夜明けのコーヒーには 早すぎる
 ぼくは歯を磨くと、ソファに横になってタオルを2枚重ねてアイマスクの代わりにする。
 脱力して身体を自然に任せると、ぼくの意識は遠くにたゆとっていた。

 ふと、ぼくは物音で眼を覚ました。
 時計に眼をやる。
 午後一時半過ぎだ。
 単純計算で、約3時間眠ったことになる。
 ぼくは物音がする方を見やった。
 ロックさんが眠っている部屋だ。
 起きたのかな?
 と思い、ぼくがソファから立ち上がろうとした瞬間―
 ドンッ
 という鈍い音と共に、「いってぇー!」という、ロックさんの叫び―というより、咆哮に近いものが聞こえてきた。
 ぼくは慌ててソファから飛び起き、ロックさんがいる部屋に駆け付けると、ノックもせずにドアを思いっ切り開け放した。
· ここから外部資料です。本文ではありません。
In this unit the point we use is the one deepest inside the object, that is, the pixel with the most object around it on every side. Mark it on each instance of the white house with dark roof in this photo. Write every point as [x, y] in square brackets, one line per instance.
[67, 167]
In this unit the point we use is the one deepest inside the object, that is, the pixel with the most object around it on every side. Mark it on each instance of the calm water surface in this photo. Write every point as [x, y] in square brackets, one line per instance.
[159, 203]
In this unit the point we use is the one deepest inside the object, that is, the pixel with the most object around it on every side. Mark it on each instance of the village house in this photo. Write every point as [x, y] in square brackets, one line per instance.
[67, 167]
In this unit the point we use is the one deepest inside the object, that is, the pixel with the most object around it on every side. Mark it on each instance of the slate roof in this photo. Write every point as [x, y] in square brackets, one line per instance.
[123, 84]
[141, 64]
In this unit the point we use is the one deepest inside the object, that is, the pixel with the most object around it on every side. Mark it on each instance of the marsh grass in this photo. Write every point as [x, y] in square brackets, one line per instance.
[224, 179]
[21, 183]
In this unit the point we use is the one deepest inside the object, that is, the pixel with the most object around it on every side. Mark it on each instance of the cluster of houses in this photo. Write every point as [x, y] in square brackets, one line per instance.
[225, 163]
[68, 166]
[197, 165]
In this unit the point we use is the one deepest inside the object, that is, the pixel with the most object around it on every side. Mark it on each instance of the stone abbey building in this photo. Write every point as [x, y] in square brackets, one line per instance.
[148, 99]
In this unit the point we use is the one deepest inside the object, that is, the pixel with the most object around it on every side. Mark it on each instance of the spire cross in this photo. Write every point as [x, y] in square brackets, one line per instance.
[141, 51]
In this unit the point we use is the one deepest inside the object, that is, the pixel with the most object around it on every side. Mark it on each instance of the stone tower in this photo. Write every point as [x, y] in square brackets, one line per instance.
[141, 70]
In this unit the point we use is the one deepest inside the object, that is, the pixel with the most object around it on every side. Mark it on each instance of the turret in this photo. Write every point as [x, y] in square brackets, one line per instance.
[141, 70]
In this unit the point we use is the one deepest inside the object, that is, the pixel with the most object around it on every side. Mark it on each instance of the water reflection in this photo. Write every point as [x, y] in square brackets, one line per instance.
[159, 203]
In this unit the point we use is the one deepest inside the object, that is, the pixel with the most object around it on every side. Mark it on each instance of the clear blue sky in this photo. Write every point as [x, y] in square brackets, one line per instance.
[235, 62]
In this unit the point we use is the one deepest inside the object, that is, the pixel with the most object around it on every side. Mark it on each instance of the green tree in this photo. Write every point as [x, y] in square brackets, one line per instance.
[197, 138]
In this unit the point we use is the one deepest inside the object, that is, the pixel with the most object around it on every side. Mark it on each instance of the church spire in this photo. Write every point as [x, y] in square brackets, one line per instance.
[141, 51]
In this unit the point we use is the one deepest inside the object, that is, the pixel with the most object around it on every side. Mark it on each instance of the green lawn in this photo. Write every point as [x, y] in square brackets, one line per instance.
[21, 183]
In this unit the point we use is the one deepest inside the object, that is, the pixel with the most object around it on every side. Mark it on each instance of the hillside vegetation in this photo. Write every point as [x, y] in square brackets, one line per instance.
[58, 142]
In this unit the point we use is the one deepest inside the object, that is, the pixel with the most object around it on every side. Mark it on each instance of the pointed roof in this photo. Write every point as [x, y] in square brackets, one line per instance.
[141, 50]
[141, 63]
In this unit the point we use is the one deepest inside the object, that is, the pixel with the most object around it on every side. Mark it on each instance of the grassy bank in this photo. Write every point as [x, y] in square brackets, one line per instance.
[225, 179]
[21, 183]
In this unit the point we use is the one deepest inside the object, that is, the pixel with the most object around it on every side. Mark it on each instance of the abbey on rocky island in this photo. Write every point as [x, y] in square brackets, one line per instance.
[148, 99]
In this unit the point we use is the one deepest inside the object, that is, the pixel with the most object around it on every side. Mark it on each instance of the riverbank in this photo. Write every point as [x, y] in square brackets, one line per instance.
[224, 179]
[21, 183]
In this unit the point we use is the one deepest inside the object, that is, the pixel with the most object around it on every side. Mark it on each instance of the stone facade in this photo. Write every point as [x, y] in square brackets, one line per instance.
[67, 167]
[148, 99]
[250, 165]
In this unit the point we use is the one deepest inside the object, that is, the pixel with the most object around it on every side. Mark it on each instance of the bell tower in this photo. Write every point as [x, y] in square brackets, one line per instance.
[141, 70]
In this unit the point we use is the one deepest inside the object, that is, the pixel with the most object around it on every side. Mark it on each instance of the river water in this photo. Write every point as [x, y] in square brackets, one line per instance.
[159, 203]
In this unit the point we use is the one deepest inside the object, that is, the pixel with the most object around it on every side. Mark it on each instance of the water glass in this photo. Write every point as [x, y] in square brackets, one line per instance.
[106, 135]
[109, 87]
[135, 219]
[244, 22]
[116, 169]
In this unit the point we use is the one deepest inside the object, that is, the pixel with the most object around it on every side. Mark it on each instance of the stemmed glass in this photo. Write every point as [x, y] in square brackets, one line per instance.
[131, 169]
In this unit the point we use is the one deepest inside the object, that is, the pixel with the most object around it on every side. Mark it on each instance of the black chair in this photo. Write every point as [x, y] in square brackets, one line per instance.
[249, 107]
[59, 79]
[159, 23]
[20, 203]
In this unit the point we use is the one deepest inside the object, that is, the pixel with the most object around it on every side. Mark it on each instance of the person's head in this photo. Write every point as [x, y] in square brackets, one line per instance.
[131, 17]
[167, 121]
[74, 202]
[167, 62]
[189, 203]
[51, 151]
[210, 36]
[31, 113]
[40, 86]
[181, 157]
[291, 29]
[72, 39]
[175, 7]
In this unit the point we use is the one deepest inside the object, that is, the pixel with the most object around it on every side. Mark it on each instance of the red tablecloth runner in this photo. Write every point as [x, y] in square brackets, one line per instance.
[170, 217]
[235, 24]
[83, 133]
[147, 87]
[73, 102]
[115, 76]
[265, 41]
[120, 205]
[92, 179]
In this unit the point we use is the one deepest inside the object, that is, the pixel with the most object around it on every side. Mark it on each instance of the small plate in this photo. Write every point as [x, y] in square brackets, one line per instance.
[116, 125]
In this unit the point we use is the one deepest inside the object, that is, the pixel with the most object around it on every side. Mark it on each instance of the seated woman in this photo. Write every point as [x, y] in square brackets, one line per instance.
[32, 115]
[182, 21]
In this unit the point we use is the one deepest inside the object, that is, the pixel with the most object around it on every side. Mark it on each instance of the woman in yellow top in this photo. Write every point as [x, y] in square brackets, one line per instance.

 薄暗い部屋の中で、ロックさんらしき人影が蹲(うずくま)っているのが見て取れる。
 ぼくは部屋の明かりを点けた。
 部屋が明るくなり、脛を摩りながら蹲(うずくま)るロックさんがはっきりと確認出来た。どうやら、低い机の角で脛を打ったらしい。
 ぼくは思わず顔を顰(しか)めた。
 少なからず同じ経験がある者としては、どれだけ痛いかが良く解る。
 「大丈夫ですか?」
 とぼくが声を掛けると、ロックさんはゆっくりと顔を上げた。